O grupo de especialistas internacionais da missão da Organização Mundial da Saúde (OMS) que investiga na China a origem da pandemia da novo coronavírus, visitou outra unidade de saúde de Wuhan, que tratou alguns dos primeiros casos de infecção detectados no planeta.

A equipe esteve no hospital Jinyintan, especializado em doenças infecciosas e classificado pela imprensa como “zona zero” do tratamento de pacientes com Covid-19 na capital da província de Hubei, devido ao grande número de internados nos primeiros instantes da propagação do patógeno.

Esta unidade também foi uma das primeiras no mundo a registrar mortes provocadas pela doença e alguns dos médicos que lá trabalham, publicaram recentemente um artigo na revista científica britânica “The Lancet”, em que descreviam as características epidemiológicas e clínicas da primeira centena de casos de Wuhan.

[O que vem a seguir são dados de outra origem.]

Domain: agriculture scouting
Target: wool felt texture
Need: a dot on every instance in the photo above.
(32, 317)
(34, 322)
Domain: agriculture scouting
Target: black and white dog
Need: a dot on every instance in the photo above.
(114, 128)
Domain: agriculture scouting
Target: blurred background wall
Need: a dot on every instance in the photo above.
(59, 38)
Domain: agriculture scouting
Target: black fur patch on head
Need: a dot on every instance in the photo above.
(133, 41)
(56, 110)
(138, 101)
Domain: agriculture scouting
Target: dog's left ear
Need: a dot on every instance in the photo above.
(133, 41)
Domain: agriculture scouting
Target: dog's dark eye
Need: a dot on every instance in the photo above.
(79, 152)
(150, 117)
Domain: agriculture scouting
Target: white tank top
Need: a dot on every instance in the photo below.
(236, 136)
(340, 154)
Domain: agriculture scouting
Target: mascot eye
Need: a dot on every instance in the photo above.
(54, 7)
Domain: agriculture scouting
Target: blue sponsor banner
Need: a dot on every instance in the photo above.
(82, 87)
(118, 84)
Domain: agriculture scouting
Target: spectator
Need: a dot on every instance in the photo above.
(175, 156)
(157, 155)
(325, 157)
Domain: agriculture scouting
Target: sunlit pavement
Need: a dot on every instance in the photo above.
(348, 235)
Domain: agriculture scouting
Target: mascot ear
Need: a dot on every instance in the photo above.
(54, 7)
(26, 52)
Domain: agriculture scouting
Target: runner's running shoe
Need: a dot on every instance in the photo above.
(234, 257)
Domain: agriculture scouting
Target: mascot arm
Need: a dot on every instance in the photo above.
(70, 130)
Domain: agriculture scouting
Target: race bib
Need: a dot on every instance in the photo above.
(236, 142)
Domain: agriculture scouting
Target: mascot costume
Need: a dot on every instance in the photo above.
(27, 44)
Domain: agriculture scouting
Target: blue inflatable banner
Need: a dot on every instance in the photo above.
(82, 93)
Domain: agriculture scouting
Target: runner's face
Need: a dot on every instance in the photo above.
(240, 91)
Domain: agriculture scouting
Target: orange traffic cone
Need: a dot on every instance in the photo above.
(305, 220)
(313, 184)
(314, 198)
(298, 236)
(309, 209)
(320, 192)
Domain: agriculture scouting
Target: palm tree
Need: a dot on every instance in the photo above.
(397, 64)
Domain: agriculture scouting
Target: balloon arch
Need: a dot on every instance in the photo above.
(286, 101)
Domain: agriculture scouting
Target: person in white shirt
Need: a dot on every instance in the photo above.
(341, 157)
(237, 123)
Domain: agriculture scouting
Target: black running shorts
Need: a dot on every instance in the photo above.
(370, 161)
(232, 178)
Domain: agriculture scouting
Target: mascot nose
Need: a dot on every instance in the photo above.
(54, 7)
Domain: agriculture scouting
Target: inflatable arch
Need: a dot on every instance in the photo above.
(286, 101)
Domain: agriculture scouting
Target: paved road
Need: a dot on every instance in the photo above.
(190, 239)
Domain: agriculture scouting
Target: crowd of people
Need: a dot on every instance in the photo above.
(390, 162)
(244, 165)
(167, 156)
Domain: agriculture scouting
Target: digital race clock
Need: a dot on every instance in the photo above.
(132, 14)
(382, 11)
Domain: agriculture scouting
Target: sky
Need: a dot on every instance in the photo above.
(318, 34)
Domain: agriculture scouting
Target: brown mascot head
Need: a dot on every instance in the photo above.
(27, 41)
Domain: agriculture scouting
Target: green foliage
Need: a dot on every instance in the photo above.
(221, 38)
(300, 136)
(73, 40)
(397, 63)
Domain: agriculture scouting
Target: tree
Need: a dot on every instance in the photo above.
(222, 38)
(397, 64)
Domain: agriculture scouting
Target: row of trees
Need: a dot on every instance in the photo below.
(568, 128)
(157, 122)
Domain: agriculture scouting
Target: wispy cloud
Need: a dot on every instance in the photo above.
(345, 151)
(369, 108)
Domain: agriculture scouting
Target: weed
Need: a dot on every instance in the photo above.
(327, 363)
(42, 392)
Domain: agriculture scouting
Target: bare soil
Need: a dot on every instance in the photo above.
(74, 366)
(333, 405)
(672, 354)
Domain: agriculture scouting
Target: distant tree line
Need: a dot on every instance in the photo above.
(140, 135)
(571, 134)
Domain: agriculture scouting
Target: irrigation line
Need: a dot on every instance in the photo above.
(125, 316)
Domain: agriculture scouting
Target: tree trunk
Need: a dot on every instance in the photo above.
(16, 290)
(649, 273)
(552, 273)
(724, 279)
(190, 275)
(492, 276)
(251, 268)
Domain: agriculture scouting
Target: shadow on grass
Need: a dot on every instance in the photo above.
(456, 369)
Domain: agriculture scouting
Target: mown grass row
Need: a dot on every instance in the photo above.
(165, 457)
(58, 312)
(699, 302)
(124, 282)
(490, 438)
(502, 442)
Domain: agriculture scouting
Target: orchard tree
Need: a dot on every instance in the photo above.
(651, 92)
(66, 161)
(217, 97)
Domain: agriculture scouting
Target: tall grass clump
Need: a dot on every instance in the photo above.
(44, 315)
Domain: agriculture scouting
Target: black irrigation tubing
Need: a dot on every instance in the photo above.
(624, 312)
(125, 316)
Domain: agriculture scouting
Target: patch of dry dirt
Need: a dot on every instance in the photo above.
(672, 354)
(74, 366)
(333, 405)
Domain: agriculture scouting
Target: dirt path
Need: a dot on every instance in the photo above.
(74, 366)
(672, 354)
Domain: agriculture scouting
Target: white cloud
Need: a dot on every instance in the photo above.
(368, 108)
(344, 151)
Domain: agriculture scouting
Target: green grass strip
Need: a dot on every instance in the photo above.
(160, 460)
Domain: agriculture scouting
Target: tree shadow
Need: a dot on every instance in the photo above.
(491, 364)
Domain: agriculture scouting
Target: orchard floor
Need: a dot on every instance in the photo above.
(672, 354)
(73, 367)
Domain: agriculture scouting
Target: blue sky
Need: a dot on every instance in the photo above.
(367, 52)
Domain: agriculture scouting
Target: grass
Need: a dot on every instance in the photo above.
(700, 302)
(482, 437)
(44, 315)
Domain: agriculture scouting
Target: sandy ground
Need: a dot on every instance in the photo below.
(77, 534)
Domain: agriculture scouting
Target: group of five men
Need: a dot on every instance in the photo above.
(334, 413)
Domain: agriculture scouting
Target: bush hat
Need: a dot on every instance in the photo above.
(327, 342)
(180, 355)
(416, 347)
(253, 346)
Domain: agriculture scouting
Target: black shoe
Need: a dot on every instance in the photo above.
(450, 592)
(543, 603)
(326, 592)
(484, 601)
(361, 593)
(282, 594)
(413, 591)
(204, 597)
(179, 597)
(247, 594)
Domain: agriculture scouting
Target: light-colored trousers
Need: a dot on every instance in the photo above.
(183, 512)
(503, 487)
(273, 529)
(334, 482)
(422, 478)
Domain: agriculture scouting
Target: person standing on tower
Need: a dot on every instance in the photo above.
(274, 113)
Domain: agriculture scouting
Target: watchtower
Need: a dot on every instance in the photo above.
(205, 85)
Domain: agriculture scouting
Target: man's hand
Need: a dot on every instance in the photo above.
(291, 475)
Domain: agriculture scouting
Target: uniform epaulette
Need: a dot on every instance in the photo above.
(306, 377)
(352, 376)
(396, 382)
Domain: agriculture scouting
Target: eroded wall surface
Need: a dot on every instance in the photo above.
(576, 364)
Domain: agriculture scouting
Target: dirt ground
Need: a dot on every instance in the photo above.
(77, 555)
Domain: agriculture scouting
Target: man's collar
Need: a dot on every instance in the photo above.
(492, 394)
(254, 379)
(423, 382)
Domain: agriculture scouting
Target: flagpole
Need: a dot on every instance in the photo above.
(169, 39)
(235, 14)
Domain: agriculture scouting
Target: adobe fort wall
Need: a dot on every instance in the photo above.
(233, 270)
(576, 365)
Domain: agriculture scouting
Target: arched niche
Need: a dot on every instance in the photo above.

Os 13 investigadores da OMS conversaram hoje com os chefes e funcionários do hospital, e o zoólogo britânico Peter Daszak classificou, em postagem no Twitter, como “importante oportunidade para falar diretamente com os médicos que estiveram no local durante os momentos cruciais”.

Após a visita, a viróloga holandesa Marion Koopmans, outra das integrantes do grupo de especialistas, afirmou que as histórias dos trabalhadores do Jinyintan são muito similares ao que foi ouvido de outros médicos que atuam em unidades de terapia intensiva.

Por enquanto, não são conhecidos mais detalhes sobre a agenda do grupo de investigação da OMS, mas o jornal estatal chinês “Global Times” publicou hoje que, ainda ao longo do dia, que haveriam “mais debates”, sem detalhar esses encontros.

Segundo a OMS, o grupo não visitará apenas hospitais, mas também laboratórios, como o Instituto de Virologia de Wuhan, que chegou a ser acusado pelo ex-presidente dos Estados Unidos, Donald Trump, e integrantes do anterior governo americano, como a origem do novo coronavírus.

Entre os locais que serão visitados, está o mercado de Huanan, fechado parcialmente há mais de um ano, depois de ter sido o local onde aconteceram os primeiros casos de infecção oficialmente registrados no planeta.